When a company decides it is time to implement a new product or make an expansion they have to think about the choice in their profit they are making. The financial manager will try to find the best course of action to take by determining different variables throughout the project. The financial manager will use the net present value and the internal rate of return to help figure out these variables.

The other criteria that the financial manager would need to now would be things like the cost of capital. This would include the debt to equity percentages. The cost of capital is determined by taking the amount of money put into a project against the amount of money gained from the project after subtracting all the investments. The financial manager will look at things like sales projections, depreciation, net present value, and cost of capital to make their decisions. These are the main areas that will be affected by a new project or a new product.

The net present value has slight disadvantages because it is done on a discounted rate. This could lead the company into losing money if they are only basing their decision on the highest net present value compared to the internal rate of return and the cost of capital. The financial manager would need to ensure the demand is still being met, while using the lowest internal rate and cost of capital.

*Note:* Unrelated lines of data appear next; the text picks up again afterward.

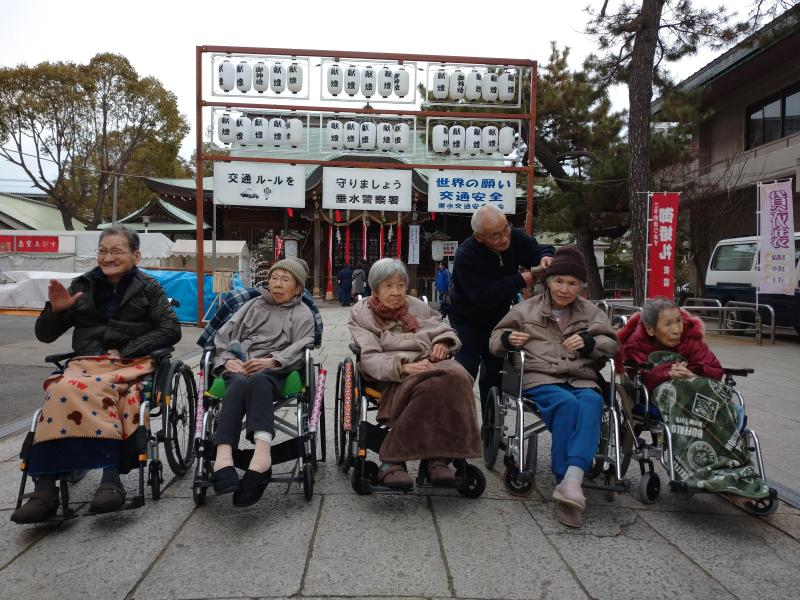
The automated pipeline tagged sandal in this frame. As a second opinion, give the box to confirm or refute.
[233,469,272,508]
[378,463,414,490]
[428,458,456,485]
[89,481,125,513]
[211,467,239,496]
[11,488,59,524]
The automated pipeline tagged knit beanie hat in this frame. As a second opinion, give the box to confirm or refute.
[544,246,589,283]
[268,258,308,288]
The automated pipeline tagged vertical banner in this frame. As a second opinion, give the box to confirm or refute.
[408,225,419,265]
[758,179,797,296]
[646,192,680,299]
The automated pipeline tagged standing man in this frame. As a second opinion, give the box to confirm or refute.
[449,204,555,415]
[435,262,450,302]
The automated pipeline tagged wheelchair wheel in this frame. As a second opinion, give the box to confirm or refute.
[740,488,778,517]
[503,469,534,498]
[162,363,197,476]
[303,463,314,500]
[481,387,503,469]
[458,464,486,498]
[639,473,661,504]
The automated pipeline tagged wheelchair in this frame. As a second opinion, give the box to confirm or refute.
[192,330,326,506]
[618,360,778,516]
[16,348,197,521]
[334,344,486,498]
[481,350,630,499]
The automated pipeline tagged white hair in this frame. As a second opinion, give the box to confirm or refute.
[469,204,506,233]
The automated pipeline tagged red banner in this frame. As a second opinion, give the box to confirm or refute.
[0,235,58,254]
[647,192,680,299]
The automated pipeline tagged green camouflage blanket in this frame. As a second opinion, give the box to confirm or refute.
[649,351,769,498]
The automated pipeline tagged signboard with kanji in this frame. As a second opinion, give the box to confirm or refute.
[758,179,797,296]
[322,167,411,211]
[214,161,306,208]
[647,192,680,299]
[428,171,517,214]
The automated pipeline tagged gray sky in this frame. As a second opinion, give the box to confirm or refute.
[0,0,760,191]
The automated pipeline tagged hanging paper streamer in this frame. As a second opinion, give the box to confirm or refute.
[344,223,350,265]
[325,223,333,295]
[308,369,328,432]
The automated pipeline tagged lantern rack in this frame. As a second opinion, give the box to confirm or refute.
[195,46,538,325]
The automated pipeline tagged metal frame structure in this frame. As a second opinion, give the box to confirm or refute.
[195,46,538,326]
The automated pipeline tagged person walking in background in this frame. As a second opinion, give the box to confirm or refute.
[434,262,450,303]
[448,204,555,418]
[336,264,353,306]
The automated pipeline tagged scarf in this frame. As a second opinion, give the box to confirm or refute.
[368,296,419,332]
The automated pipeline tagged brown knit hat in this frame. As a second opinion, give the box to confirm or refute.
[544,246,589,283]
[267,258,308,287]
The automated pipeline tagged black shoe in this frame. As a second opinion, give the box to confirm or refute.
[11,488,59,523]
[211,467,239,496]
[233,469,272,507]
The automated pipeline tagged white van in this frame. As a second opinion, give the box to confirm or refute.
[704,232,800,333]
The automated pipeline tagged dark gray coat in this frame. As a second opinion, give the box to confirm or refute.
[36,267,181,358]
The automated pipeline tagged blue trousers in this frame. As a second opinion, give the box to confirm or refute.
[525,383,603,481]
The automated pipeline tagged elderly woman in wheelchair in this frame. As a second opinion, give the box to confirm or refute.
[348,258,481,490]
[617,298,777,514]
[211,258,314,507]
[489,246,617,527]
[11,227,181,523]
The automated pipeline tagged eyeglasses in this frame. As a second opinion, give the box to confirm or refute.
[484,223,511,242]
[97,248,131,258]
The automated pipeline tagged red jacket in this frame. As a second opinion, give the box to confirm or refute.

The cost of capital and the net present value will help decide whatever is being mauled over by the financial manager. If the company has to borrow more money to fund this new project the interest rate on that loan could have an effect on the decision being made. The more the project is going to cost the less likely the company will want to do it. The financial manager also has to look at the owners standpoint of the decision it is their money that is at stake here. The goal is to make their money back by the end of the project.